In 1793 the property, then with 6.3 ha under vine, was sold to Bonaventure Berthomeiu, a wealthy figure of Saint-Émilion. The present château was constructed in 1795–97; with its two towers and a moat, it is an unusually glamorous structure for the Pomerol district. After becoming one of the region's leading crus in the 19th century, the estate was bought by the Clauzel family in 1920.

Since 1991 Beauregard is owned by Crédit Foncière, while the estate is managed by Vincent Priou. Several recent vintages have been made with the consultation of the oenologist Michel Rolland.

==Production==
The vineyard area extends 17.5 ha, with a grape variety distribution of 70% Merlot and 30% Cabernet Franc.

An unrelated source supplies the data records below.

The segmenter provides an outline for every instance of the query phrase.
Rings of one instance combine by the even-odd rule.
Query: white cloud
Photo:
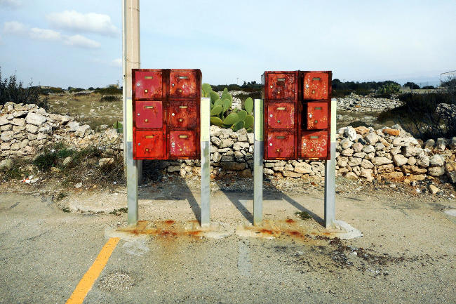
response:
[[[111,62],[111,65],[116,67],[122,67],[122,58],[114,59]]]
[[[84,48],[98,48],[101,46],[100,42],[89,39],[81,35],[65,37],[64,44],[67,46]]]
[[[32,27],[17,21],[10,21],[4,23],[4,32],[8,34],[28,36],[32,39],[45,41],[58,41],[67,46],[76,46],[83,48],[98,48],[101,44],[95,40],[89,39],[82,35],[64,35],[53,29]]]
[[[51,13],[46,16],[46,19],[53,27],[59,29],[107,36],[116,36],[119,34],[119,29],[107,15],[95,13],[82,14],[76,11],[65,11]]]
[[[34,27],[30,29],[30,38],[37,40],[55,41],[62,40],[62,36],[58,32],[52,29],[39,29]]]
[[[25,25],[18,21],[7,21],[4,23],[4,32],[6,34],[26,34],[28,29]]]
[[[0,6],[16,8],[22,5],[20,0],[0,0]]]

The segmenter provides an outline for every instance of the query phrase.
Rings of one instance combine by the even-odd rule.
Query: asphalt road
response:
[[[338,218],[363,237],[281,233],[268,239],[236,232],[236,220],[247,222],[229,202],[236,195],[243,194],[213,197],[217,220],[227,209],[234,231],[221,238],[156,233],[163,225],[179,232],[192,223],[165,224],[160,219],[169,213],[156,216],[173,204],[193,214],[188,198],[143,203],[144,217],[155,212],[147,224],[154,229],[122,237],[84,303],[456,303],[456,223],[443,202],[338,197]],[[322,213],[321,201],[294,199]],[[267,214],[283,211],[271,218],[276,223],[293,218],[296,207],[279,197],[265,202]],[[318,230],[314,220],[293,218],[300,229]],[[39,195],[0,194],[0,303],[65,303],[125,219],[65,213]]]

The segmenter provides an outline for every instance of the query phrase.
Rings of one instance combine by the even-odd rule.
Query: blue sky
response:
[[[121,0],[0,0],[0,66],[28,83],[121,81]],[[205,82],[264,70],[345,81],[434,81],[456,70],[456,1],[140,2],[141,67],[199,68]]]

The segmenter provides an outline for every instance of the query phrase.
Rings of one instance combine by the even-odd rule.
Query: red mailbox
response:
[[[330,71],[264,72],[264,159],[329,159]]]
[[[133,159],[198,159],[201,71],[132,72]]]
[[[267,71],[264,85],[264,159],[295,159],[297,149],[299,72]]]

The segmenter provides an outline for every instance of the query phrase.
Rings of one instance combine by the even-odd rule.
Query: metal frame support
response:
[[[263,220],[263,100],[255,99],[253,146],[253,225]]]
[[[128,224],[138,223],[138,185],[142,162],[133,159],[133,105],[131,70],[140,67],[140,0],[123,0],[122,6],[123,57],[123,162],[126,166]],[[139,169],[139,170],[138,170]]]
[[[210,98],[201,98],[200,104],[201,145],[201,227],[210,225]]]
[[[335,133],[337,103],[331,100],[331,159],[325,161],[325,227],[328,228],[335,223]]]

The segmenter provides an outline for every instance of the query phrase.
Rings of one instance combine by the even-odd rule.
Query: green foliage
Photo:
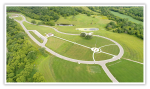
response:
[[[20,12],[20,8],[19,7],[11,7],[11,6],[8,6],[6,7],[6,11],[7,12]]]
[[[34,82],[33,65],[37,49],[33,47],[23,29],[7,16],[7,82]],[[21,70],[21,71],[20,71]],[[42,76],[42,75],[41,75]]]
[[[143,7],[112,7],[110,10],[129,15],[134,19],[143,21]]]
[[[42,74],[39,73],[39,72],[36,72],[36,73],[33,75],[33,80],[34,80],[34,82],[45,82],[44,76],[42,76]]]
[[[41,48],[39,48],[39,51],[43,56],[45,56],[45,57],[47,56],[47,54],[45,53],[45,48],[41,47]]]

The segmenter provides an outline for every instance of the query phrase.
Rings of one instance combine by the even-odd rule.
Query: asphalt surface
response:
[[[21,15],[21,16],[22,16],[22,15]],[[112,40],[112,39],[110,39],[110,38],[104,37],[104,36],[93,35],[93,36],[102,37],[102,38],[105,38],[105,39],[107,39],[107,40],[110,40],[110,41],[114,42],[114,43],[119,47],[119,49],[120,49],[119,54],[118,54],[117,56],[113,57],[112,59],[102,60],[102,61],[82,61],[82,60],[77,60],[77,59],[68,58],[68,57],[65,57],[65,56],[63,56],[63,55],[60,55],[60,54],[54,52],[53,50],[47,48],[47,47],[45,46],[45,44],[46,44],[46,42],[47,42],[47,38],[44,37],[43,43],[40,43],[39,41],[37,41],[37,40],[29,33],[30,30],[27,30],[26,27],[23,25],[22,22],[23,22],[23,21],[26,21],[26,19],[25,19],[24,16],[22,16],[22,17],[23,17],[23,20],[22,20],[22,21],[18,21],[18,20],[15,20],[15,21],[17,21],[18,23],[20,23],[20,25],[23,27],[24,31],[28,34],[28,36],[29,36],[36,44],[38,44],[38,45],[41,46],[41,47],[44,47],[46,51],[48,51],[49,53],[51,53],[51,54],[53,54],[53,55],[55,55],[55,56],[57,56],[57,57],[59,57],[59,58],[61,58],[61,59],[64,59],[64,60],[67,60],[67,61],[71,61],[71,62],[77,62],[78,64],[80,64],[80,63],[83,63],[83,64],[99,64],[100,66],[102,66],[103,70],[105,71],[105,73],[107,74],[107,76],[112,80],[112,82],[113,82],[113,83],[118,83],[118,81],[116,80],[116,78],[110,73],[109,69],[106,67],[106,63],[116,61],[116,60],[120,59],[120,58],[123,56],[124,50],[123,50],[122,46],[121,46],[119,43],[117,43],[116,41],[114,41],[114,40]],[[30,22],[28,22],[28,21],[26,21],[26,22],[27,22],[27,23],[30,23]],[[30,23],[30,24],[32,24],[32,23]],[[54,29],[56,32],[59,32],[59,33],[61,33],[61,34],[79,35],[79,34],[70,34],[70,33],[60,32],[60,31],[58,31],[56,28],[53,28],[53,27],[50,27],[50,26],[46,26],[46,25],[40,25],[40,26],[52,28],[52,29]]]

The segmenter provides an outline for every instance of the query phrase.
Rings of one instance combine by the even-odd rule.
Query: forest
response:
[[[37,55],[47,56],[44,48],[32,46],[19,23],[8,16],[6,22],[6,81],[44,82],[44,76],[36,72],[33,65]]]
[[[54,26],[60,16],[75,16],[79,13],[90,16],[92,14],[81,7],[7,7],[7,12],[21,12],[32,19],[42,20],[41,24],[50,26]]]
[[[133,23],[131,21],[128,21],[127,18],[120,18],[118,16],[113,15],[110,13],[111,7],[88,7],[92,11],[100,13],[100,15],[107,16],[109,20],[116,21],[110,22],[107,24],[106,28],[107,30],[112,30],[113,32],[117,33],[127,33],[130,35],[135,35],[141,39],[143,39],[143,25]],[[142,15],[141,15],[142,16]]]
[[[110,10],[131,16],[143,22],[143,7],[111,7]]]

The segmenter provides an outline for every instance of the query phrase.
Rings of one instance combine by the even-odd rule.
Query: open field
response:
[[[32,30],[32,29],[36,29],[38,32],[40,32],[42,35],[45,35],[45,33],[54,33],[55,35],[62,37],[64,39],[67,40],[71,40],[89,47],[94,47],[95,43],[96,43],[96,39],[98,40],[97,42],[103,42],[103,41],[99,41],[101,38],[99,37],[93,37],[91,40],[81,40],[84,38],[80,38],[79,36],[70,36],[70,35],[65,35],[65,34],[60,34],[57,33],[56,31],[54,31],[51,28],[48,27],[43,27],[43,26],[37,26],[37,25],[32,25],[26,22],[23,22],[23,24],[26,26],[26,28],[28,30]],[[59,31],[62,32],[71,32],[71,33],[80,33],[81,31],[76,31],[75,29],[68,29],[74,26],[59,26]],[[57,28],[57,26],[56,26]],[[64,29],[64,30],[62,30]],[[68,29],[68,30],[67,30]],[[93,31],[94,35],[102,35],[108,38],[111,38],[113,40],[115,40],[116,42],[118,42],[124,49],[124,58],[128,58],[131,60],[135,60],[138,62],[143,62],[143,40],[139,39],[133,35],[129,35],[129,34],[125,34],[125,33],[113,33],[110,31],[106,31],[106,30],[98,30],[98,31]],[[80,38],[80,40],[79,40]],[[94,43],[94,44],[87,44],[87,43]],[[104,44],[101,43],[97,43],[100,44],[99,46],[103,46]],[[99,47],[96,45],[96,47]]]
[[[95,47],[95,43],[96,47],[113,44],[113,42],[104,38],[93,37],[91,40],[86,40],[85,38],[81,38],[80,36],[60,34],[48,27],[31,25],[26,22],[23,22],[23,24],[28,30],[37,30],[44,36],[45,33],[53,33],[58,37],[74,41],[88,47]],[[60,26],[60,29],[61,27],[62,26]],[[67,27],[64,27],[64,30],[65,28]],[[79,33],[79,31],[73,31],[73,33],[74,32]],[[109,37],[121,44],[125,51],[123,57],[129,59],[132,58],[131,60],[143,62],[143,40],[135,36],[130,36],[128,34],[112,33],[102,29],[94,32],[94,34]],[[58,38],[49,37],[46,46],[54,50],[55,52],[70,58],[93,61],[93,52],[90,49]],[[114,55],[117,55],[119,53],[119,49],[116,45],[105,46],[101,49],[102,51]],[[100,61],[110,59],[112,56],[104,53],[95,53],[94,57],[96,61]],[[111,82],[100,65],[77,64],[62,60],[52,55],[49,55],[48,57],[38,56],[34,64],[35,71],[37,70],[42,73],[47,82]],[[143,65],[141,64],[121,59],[115,62],[107,63],[106,65],[119,82],[143,81]]]
[[[120,59],[106,66],[119,82],[143,82],[143,65]]]
[[[121,18],[128,18],[128,21],[132,21],[132,22],[137,23],[137,24],[139,24],[139,23],[143,24],[142,21],[136,20],[136,19],[132,18],[131,16],[123,15],[123,14],[120,14],[120,13],[114,12],[114,11],[110,11],[110,12],[111,12],[112,14],[118,16],[118,17],[121,17]]]
[[[102,51],[113,54],[113,55],[118,55],[120,50],[117,45],[109,45],[101,48]]]
[[[100,65],[77,64],[57,57],[50,61],[57,82],[111,82]]]
[[[41,38],[39,38],[34,32],[32,32],[32,31],[29,31],[29,32],[30,32],[30,34],[31,34],[36,40],[38,40],[40,43],[43,42],[43,40],[42,40]]]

Of the Grand vin Château Beauregard there is annually produced 50,000 to 65,000 bottles, and of the second wine Le Benjamin de Beauregard (formerly Domaine des Douves) there is typically produced 25,000 to 35,000 bottles.

==Mille-Fleurs==
In 1932 the architectural firm of Henry M. Polhemus and Lewis Augustus Coffin designed and built a replica of the château on the expansive Gould-Guggenheim estate in Port Washington, Long Island, NY, for Mrs Daniel Guggenheim named "Mille-Fleurs"; it still stands in a Nassau County park.

== In popular culture ==
- An account of working on the grape harvest at the château in the mid-1960s is given by Clive Jackson in Footloose in France.